La audiencia se realizó el miércoles 22 de abril de 2026. El juez de control Manuel González Morales determinó que existen datos de prueba suficientes para iniciar proceso penal contra Aldo Jocsan Peralta Vergara, Jesús Ochoa de la Fuente, Juan Jesús Ocampo Olivares y Miguel Ángel Frausto Cruz.
Los cuatro eran agentes activos del sistema penitenciario estatal. De acuerdo con el reporte oficial, fueron detenidos el 14 de abril durante un operativo encabezado por personal vinculado a la Coordinación de Reinserción Social.
Según datos contenidos en el comunicado gubernamental, los custodios presuntamente intentaban ingresar al penal:
- Cuatro teléfonos celulares
- 110 chips con números activos
- Accesorios y equipo de reparación
- Aproximadamente 1.024 kilogramos de sustancia similar a “cristal”
- Tres cuchillos tácticos
- Dos botellas de alcohol
Además, uno de los imputados enfrenta un cargo adicional por hecho ilícito.

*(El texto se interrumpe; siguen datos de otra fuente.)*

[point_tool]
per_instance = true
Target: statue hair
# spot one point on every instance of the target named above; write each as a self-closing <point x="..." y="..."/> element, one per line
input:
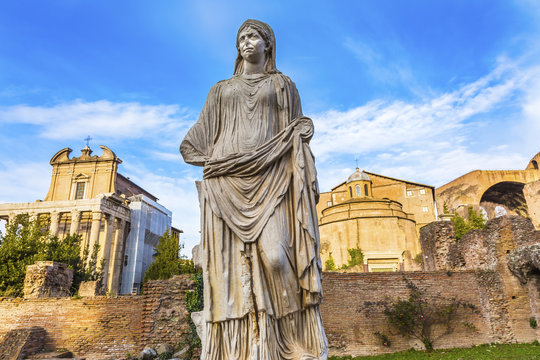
<point x="266" y="32"/>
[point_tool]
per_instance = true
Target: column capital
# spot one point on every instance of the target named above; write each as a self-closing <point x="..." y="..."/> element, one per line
<point x="75" y="215"/>
<point x="55" y="215"/>
<point x="96" y="215"/>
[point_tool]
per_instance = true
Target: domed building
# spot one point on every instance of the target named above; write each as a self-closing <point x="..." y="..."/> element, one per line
<point x="363" y="228"/>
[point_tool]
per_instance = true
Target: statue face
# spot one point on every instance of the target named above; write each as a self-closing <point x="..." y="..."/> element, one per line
<point x="251" y="45"/>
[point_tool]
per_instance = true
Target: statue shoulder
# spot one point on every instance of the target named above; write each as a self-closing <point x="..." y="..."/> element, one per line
<point x="284" y="81"/>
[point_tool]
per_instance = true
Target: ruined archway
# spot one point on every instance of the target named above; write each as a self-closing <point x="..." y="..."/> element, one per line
<point x="507" y="195"/>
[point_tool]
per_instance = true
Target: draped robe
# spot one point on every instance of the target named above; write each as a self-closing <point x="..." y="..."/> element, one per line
<point x="260" y="241"/>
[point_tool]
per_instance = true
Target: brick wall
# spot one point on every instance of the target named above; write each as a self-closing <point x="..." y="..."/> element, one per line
<point x="91" y="327"/>
<point x="353" y="308"/>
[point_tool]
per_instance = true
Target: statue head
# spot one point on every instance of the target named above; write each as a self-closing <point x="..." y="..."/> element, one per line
<point x="266" y="32"/>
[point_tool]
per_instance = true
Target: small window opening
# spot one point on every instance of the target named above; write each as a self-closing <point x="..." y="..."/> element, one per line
<point x="79" y="191"/>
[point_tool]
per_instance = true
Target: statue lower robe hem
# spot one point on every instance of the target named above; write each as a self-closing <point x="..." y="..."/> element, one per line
<point x="296" y="336"/>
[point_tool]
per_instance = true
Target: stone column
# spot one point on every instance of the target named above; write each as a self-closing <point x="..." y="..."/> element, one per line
<point x="55" y="218"/>
<point x="75" y="221"/>
<point x="105" y="249"/>
<point x="117" y="252"/>
<point x="94" y="232"/>
<point x="33" y="216"/>
<point x="11" y="218"/>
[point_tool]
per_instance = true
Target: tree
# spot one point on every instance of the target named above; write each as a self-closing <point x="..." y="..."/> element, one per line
<point x="463" y="226"/>
<point x="167" y="261"/>
<point x="27" y="241"/>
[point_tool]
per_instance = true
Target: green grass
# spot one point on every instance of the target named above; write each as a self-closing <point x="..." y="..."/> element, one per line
<point x="487" y="351"/>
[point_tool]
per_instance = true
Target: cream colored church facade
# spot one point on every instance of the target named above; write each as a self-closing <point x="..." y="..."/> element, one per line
<point x="88" y="196"/>
<point x="377" y="214"/>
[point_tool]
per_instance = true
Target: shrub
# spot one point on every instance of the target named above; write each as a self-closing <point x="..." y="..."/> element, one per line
<point x="426" y="321"/>
<point x="167" y="261"/>
<point x="330" y="265"/>
<point x="463" y="226"/>
<point x="27" y="241"/>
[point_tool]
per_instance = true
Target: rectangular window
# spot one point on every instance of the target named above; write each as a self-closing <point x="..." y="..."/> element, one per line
<point x="79" y="191"/>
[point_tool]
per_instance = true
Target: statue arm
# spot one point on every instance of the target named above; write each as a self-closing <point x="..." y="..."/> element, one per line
<point x="196" y="147"/>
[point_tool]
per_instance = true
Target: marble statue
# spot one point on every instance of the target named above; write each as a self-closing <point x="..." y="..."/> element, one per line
<point x="260" y="241"/>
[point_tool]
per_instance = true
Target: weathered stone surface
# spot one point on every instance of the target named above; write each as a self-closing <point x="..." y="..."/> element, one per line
<point x="90" y="289"/>
<point x="531" y="191"/>
<point x="477" y="249"/>
<point x="19" y="343"/>
<point x="147" y="354"/>
<point x="259" y="189"/>
<point x="524" y="261"/>
<point x="164" y="349"/>
<point x="182" y="354"/>
<point x="436" y="239"/>
<point x="47" y="279"/>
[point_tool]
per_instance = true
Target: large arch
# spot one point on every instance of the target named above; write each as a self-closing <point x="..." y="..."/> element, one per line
<point x="506" y="194"/>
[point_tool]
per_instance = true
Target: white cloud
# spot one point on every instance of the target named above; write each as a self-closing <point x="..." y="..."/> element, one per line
<point x="103" y="118"/>
<point x="433" y="140"/>
<point x="24" y="182"/>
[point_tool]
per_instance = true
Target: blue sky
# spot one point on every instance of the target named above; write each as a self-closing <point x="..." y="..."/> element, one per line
<point x="419" y="90"/>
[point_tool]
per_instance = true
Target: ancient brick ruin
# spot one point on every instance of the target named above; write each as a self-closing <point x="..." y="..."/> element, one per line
<point x="47" y="279"/>
<point x="495" y="269"/>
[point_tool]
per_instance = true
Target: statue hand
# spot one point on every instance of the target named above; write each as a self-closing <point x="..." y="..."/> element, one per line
<point x="304" y="128"/>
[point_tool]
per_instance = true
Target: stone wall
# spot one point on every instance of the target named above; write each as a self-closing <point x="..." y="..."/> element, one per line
<point x="47" y="279"/>
<point x="436" y="239"/>
<point x="102" y="327"/>
<point x="19" y="343"/>
<point x="352" y="310"/>
<point x="94" y="328"/>
<point x="531" y="191"/>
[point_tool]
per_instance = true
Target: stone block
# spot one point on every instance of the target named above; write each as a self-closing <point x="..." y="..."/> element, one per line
<point x="90" y="289"/>
<point x="47" y="279"/>
<point x="20" y="343"/>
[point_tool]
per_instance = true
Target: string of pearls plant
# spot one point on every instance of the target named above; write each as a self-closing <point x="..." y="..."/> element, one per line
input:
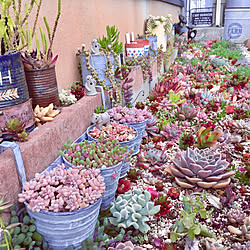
<point x="116" y="83"/>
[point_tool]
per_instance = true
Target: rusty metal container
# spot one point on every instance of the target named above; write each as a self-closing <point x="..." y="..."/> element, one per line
<point x="23" y="112"/>
<point x="42" y="86"/>
<point x="13" y="86"/>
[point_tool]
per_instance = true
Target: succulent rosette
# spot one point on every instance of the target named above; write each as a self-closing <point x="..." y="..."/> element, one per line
<point x="202" y="168"/>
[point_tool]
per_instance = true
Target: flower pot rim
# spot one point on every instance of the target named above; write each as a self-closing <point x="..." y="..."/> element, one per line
<point x="64" y="213"/>
<point x="41" y="69"/>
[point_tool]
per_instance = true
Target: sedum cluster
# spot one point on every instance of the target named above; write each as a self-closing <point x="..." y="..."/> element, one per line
<point x="120" y="132"/>
<point x="128" y="115"/>
<point x="133" y="209"/>
<point x="63" y="190"/>
<point x="95" y="154"/>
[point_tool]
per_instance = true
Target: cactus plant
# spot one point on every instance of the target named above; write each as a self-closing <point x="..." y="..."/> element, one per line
<point x="63" y="190"/>
<point x="132" y="209"/>
<point x="200" y="167"/>
<point x="187" y="111"/>
<point x="207" y="139"/>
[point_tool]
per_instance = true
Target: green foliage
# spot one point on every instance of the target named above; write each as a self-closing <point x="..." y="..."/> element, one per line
<point x="189" y="223"/>
<point x="242" y="176"/>
<point x="206" y="139"/>
<point x="102" y="236"/>
<point x="132" y="209"/>
<point x="225" y="50"/>
<point x="111" y="42"/>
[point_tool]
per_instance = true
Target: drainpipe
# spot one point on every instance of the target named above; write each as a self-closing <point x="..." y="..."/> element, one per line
<point x="218" y="13"/>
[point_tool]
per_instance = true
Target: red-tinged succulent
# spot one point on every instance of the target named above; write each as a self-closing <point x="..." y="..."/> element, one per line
<point x="239" y="147"/>
<point x="165" y="205"/>
<point x="174" y="193"/>
<point x="133" y="174"/>
<point x="153" y="193"/>
<point x="77" y="90"/>
<point x="202" y="168"/>
<point x="159" y="186"/>
<point x="209" y="124"/>
<point x="206" y="138"/>
<point x="229" y="109"/>
<point x="123" y="186"/>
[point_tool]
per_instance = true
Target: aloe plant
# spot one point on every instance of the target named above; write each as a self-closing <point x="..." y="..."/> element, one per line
<point x="42" y="58"/>
<point x="207" y="139"/>
<point x="111" y="42"/>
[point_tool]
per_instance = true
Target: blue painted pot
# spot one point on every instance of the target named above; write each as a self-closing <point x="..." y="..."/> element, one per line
<point x="13" y="86"/>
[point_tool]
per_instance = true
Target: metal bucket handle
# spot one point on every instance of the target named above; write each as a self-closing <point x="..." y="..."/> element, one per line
<point x="18" y="159"/>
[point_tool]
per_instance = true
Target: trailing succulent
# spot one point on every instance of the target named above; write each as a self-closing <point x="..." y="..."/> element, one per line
<point x="203" y="168"/>
<point x="133" y="209"/>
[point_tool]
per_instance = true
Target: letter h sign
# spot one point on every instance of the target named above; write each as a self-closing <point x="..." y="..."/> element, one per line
<point x="5" y="77"/>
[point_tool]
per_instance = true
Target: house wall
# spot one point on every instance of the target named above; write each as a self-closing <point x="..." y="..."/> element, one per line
<point x="82" y="21"/>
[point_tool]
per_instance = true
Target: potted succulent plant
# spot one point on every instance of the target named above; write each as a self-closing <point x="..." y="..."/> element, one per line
<point x="65" y="204"/>
<point x="108" y="157"/>
<point x="39" y="67"/>
<point x="14" y="95"/>
<point x="101" y="65"/>
<point x="124" y="134"/>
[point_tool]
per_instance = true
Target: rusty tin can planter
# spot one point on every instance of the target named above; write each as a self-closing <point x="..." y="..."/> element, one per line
<point x="42" y="86"/>
<point x="13" y="86"/>
<point x="23" y="112"/>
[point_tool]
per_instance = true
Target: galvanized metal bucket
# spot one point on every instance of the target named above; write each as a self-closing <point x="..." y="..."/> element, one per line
<point x="13" y="86"/>
<point x="111" y="177"/>
<point x="42" y="86"/>
<point x="60" y="230"/>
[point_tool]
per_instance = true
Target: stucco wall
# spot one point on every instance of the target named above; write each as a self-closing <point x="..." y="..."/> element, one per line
<point x="82" y="21"/>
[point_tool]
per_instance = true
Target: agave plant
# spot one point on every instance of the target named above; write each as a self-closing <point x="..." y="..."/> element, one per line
<point x="201" y="168"/>
<point x="207" y="139"/>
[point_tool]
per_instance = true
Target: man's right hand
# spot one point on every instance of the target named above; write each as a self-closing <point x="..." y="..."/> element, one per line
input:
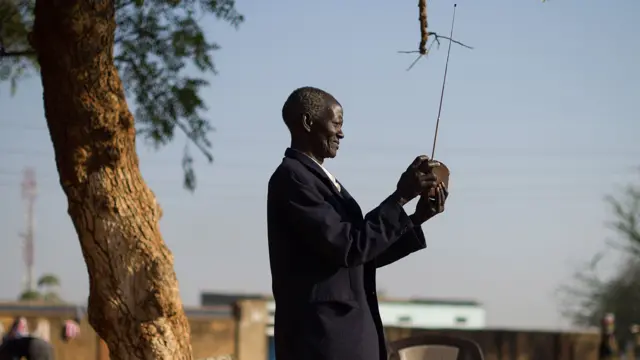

Tras la audiencia, el juez fijó un plazo de cuatro meses para el cierre de la investigación complementaria. No existe sentencia firme. Se respeta la presunción de inocencia.
El Gobierno del Estado presentó el caso como una acción de control interno para frenar posibles actividades ilícitas dentro del penal.
Sin embargo, los hechos documentados abren una línea crítica:
los objetos asegurados —especialmente celulares y chips— son herramientas recurrentes en esquemas de extorsión desde centros penitenciarios en México.
La propia naturaleza de los indicios no apunta a un hecho aislado, sino a una posible operación estructurada al interior del sistema de custodia.
La vinculación a proceso no acredita culpabilidad.
Implica que el juez encontró elementos iniciales para investigar formalmente el caso.
El proceso entra ahora en fase de investigación complementaria.
Aquí se determinará: si existía una red interna, si hay superiores involucrados o si se trata de responsabilidades individuales.
El riesgo procesal clave es la dilución de responsabilidades dentro de la cadena institucional.